A printed page may contain a set of predefined recognizable images. Just as the surface, such as surface 205 in FIG. 2, on which printed matter is normally placed can display recognizable images, a printed page placed on such a surface can display images too. Once a page photograph is stored, its text characters, word sets and other features can be used as recognizable images. Those features can be programmed to be assigned to their coordinates (position) in the field of view of the camera. In other words, the images corresponding to a specific coordinate range are not pre-defined a priori but rather assigned to their position after photographing the page. One use of these page features is giving commands by covering and uncovering these images, e.g. by hand. This includes hand gestures seen as time sequences of covered and uncovered images (and thus their positions). The stored page image can work for this purpose as long as the page remains under the camera with no shift. The presence of the page with no shift is therefore monitored.

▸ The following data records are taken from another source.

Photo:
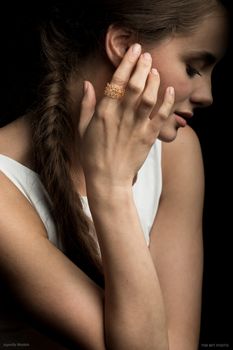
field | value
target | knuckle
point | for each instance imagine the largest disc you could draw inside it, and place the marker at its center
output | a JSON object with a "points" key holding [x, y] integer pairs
{"points": [[162, 115], [118, 80], [133, 87], [148, 102]]}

If the page with no shift is absent, the algorithm searches 1) for the standard predefined images on the surface, such as surface 205 in FIG. 2, on which printed matter is normally placed, and if none is found, 2) for another page or 3) for the same page with a shift. In all three cases the images seen by the camera can serve as a new predefined recognizable image set as described above. For example, moving a hand over such a page can signify various commands depending on the direction of the movement. For another example, covering a specific portion of such a page with a hand can signify a command too.

Other embodiments and uses of the invention will be apparent to those skilled in the art from consideration of the specification and practice of the invention disclosed herein. All references cited herein, including all publications, U.S. and foreign patents and patent applications, are specifically and entirely incorporated by reference. It is intended that the specification and examples be considered exemplary only with the true scope and spirit of the invention indicated by the following claims. Furthermore, the term “comprising of” includes the terms “consisting of” and “consisting essentially of.”

Claims

1. A system for processing an image, comprising:

a processor;

an image capturing unit in communication with the processor;

an inspection surface, capable of supporting an object of interest, positioned so that at least a portion of the inspection surface is within a field of view (FOV) of the image capturing unit;

software executing on the processor, wherein the software monitors the FOV of the image capturing unit for at least one event; and

an output device in communication with the processor;

wherein the image capturing unit is in a video mode while the software is monitoring for the at least one event.

2. The system of claim 1, wherein the software recognizes text in a captured image and converts the text into a computer readable format using OCR (optical character recognition).

3. The system of claim 1, wherein the software directs the image capturing unit to capture an image upon detection of an event.

4. The system of claim 1, wherein the processor is within a housing and an upper surface of the housing is the inspection surface.

5. The system of claim 1, wherein there is at least one marker on the inspection surface and an event is at least one of the blocking of the view of the at least one marker from the image capturing unit, and the appearance of at least one marker within the FOV.

6. The system of claim 1, wherein the software directs the image capturing unit to capture an image upon (1) a detection of a marker becoming obscured from the view of the image capturing unit and (2) a subsequent detection of the absence of motion in the FOV of the image capturing unit above a preset limit of motion level for a preset time span.

7. The system of claim 1, wherein an event is a hand gesture of a user within the FOV of the image capturing unit.

8. The system of claim 7, wherein different hand gestures cause the processor to execute different commands.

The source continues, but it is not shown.